I had scribbled this down in my notebook a full week before it all clicked. Our friends Mickey and Kellie visited the farm on Memorial Day, and together with my sister Angela and brother Philip we all luxuriated in some pretty great conversation. As the golden hour grew purple and the honeybees were going to bed, we explored the vegetable garden together. I was pulling errant weeds, and Kellie asked how to tell the weeds from the plants. Our visit was nearing an end, so I just tried to answer briefly. You know that feeling when starting a brand new conversation would have been too much? But she and I had shared thoughtful vibrations about so many other things, how I wished to explore this with her that night!
Private note: This has both of my grandfathers wrapped up in its sentences: My paternal Grandpa Dunaway who was a sharp-witted, light-hearted writer and has always been my personal Will Rogers (also son to Papa Joe the slightly famous beekeeper), and my maternal Grandpa Rex, who you know by now was the world’s best gardening mentor and given to much puttering in exactly his own style.
bare-handed & going by feel
Assuming all basic safety from garter snakes, burrowing frogs, and other deadly creatures, the best way to pull weeds is bare-handed. After a brief re-acquaintance between the inner edge of the forefinger, the first pad of the thumb, and the exact dimensions of every upwardly mobile green thing in the garden, the task becomes commonplace, an easy old dance, even more familiar (and I will say more useful) than riding a bike.
The fuzzy, round barrel chest of a cucumber vine is easy to distinguish from the skinny weeds growing thick against it, though the weeds are also fuzzy. Another fuzzy-stemmed neighbor, the tomato plant (blunt and wounded thanks to a llama without borders) has a somewhat squared off base, and is woodier. Alpha and well rooted. Vastly different except for the green and the fuzz.
The gardener should be able to go at the task with eyes closed, flicking gingerly from one thread of life to the next, deciding which can stay and which should be plucked out. Just a swift, underhanded twist of that well informed forefinger, and the cooperating palm is filled with chlorophyll and potential energy, one tiny decision at a time.

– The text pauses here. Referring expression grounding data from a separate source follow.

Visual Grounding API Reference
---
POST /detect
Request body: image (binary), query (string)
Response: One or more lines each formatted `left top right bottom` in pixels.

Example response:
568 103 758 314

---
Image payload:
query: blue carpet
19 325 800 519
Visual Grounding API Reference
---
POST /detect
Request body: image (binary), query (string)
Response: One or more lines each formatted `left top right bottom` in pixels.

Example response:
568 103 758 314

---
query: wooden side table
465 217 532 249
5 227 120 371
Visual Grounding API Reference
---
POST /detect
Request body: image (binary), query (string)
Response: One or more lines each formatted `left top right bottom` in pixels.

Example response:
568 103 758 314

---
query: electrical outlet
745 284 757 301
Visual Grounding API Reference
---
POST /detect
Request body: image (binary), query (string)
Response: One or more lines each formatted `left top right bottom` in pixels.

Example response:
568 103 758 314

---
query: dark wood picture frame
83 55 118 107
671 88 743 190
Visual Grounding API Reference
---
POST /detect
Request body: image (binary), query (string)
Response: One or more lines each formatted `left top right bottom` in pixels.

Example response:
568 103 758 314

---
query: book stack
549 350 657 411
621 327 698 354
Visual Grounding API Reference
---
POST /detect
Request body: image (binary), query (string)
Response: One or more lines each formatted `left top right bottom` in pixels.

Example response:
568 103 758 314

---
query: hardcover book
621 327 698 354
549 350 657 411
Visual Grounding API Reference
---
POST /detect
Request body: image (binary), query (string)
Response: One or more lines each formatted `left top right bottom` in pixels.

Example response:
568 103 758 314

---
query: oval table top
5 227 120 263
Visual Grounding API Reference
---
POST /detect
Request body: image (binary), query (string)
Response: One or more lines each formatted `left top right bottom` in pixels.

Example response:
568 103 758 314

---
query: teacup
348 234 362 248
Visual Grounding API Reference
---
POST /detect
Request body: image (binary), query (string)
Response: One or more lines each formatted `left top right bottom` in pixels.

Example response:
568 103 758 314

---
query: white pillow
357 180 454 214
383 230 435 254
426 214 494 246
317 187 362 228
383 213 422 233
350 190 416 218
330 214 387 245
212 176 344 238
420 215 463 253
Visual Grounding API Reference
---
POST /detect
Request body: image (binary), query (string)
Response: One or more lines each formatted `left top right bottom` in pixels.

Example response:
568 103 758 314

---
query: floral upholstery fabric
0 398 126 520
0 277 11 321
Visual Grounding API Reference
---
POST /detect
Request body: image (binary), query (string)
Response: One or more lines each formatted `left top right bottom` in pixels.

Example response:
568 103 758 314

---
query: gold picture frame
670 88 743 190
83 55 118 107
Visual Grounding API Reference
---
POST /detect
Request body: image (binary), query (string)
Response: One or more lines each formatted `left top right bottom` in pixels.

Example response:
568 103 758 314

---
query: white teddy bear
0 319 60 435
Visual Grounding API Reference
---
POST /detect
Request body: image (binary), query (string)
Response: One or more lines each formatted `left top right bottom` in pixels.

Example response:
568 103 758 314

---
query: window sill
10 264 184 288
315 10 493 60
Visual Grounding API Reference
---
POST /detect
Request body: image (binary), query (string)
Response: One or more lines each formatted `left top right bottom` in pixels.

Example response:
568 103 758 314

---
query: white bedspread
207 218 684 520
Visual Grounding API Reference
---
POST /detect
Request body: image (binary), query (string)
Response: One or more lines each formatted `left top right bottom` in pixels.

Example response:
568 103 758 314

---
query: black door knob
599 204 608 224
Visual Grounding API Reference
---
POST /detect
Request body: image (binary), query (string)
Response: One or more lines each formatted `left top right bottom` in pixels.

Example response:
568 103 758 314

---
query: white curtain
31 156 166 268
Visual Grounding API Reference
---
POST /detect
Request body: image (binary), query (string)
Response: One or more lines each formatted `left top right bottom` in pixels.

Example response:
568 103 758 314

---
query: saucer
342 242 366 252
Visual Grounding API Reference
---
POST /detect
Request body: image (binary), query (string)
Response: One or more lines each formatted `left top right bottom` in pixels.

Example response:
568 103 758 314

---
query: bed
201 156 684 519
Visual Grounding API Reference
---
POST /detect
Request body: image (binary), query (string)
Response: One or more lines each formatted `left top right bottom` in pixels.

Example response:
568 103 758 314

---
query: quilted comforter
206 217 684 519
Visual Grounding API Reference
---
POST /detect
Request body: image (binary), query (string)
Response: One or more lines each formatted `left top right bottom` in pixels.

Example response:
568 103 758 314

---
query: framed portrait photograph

If, in a fit of momentum, the gardener grazes too near a bed of arugula, crushing a few leaves or maybe even uprooting a thread like seedling or two, then the sharp, peppery fragrance will announce the misstep quickly. A friendly alarm to redirect, so that no more than a trace of food is lost. And even that bit of green will find its way to a happy chicken’s belly.
This is one of my favorite things about easy gardening moments. Pulling weeds bare handed and getting really up close and personal with every shape and texture, usually with my eyes closed.
And it points gently to so many Universal messages I have been receiving lately. Messages about being quiet, going about my work more privately, relaxing into the moment so much that I can keep moving with my eyes closed. Trust and steady movement, knowing that nothing is wasted. Believing that every detail in this complex life is beautiful and useful. Acknowledging that as different as I feel from people near me, we have some things in common.
Most of all, the message that it’s okay to operate by instinct once you are informed and practiced. That is exciting.
I love you and miss you Grandpa Dunaway, I love you and miss you Grandpa Rex, and I love you too Kellie. I am so happy to know you better and better.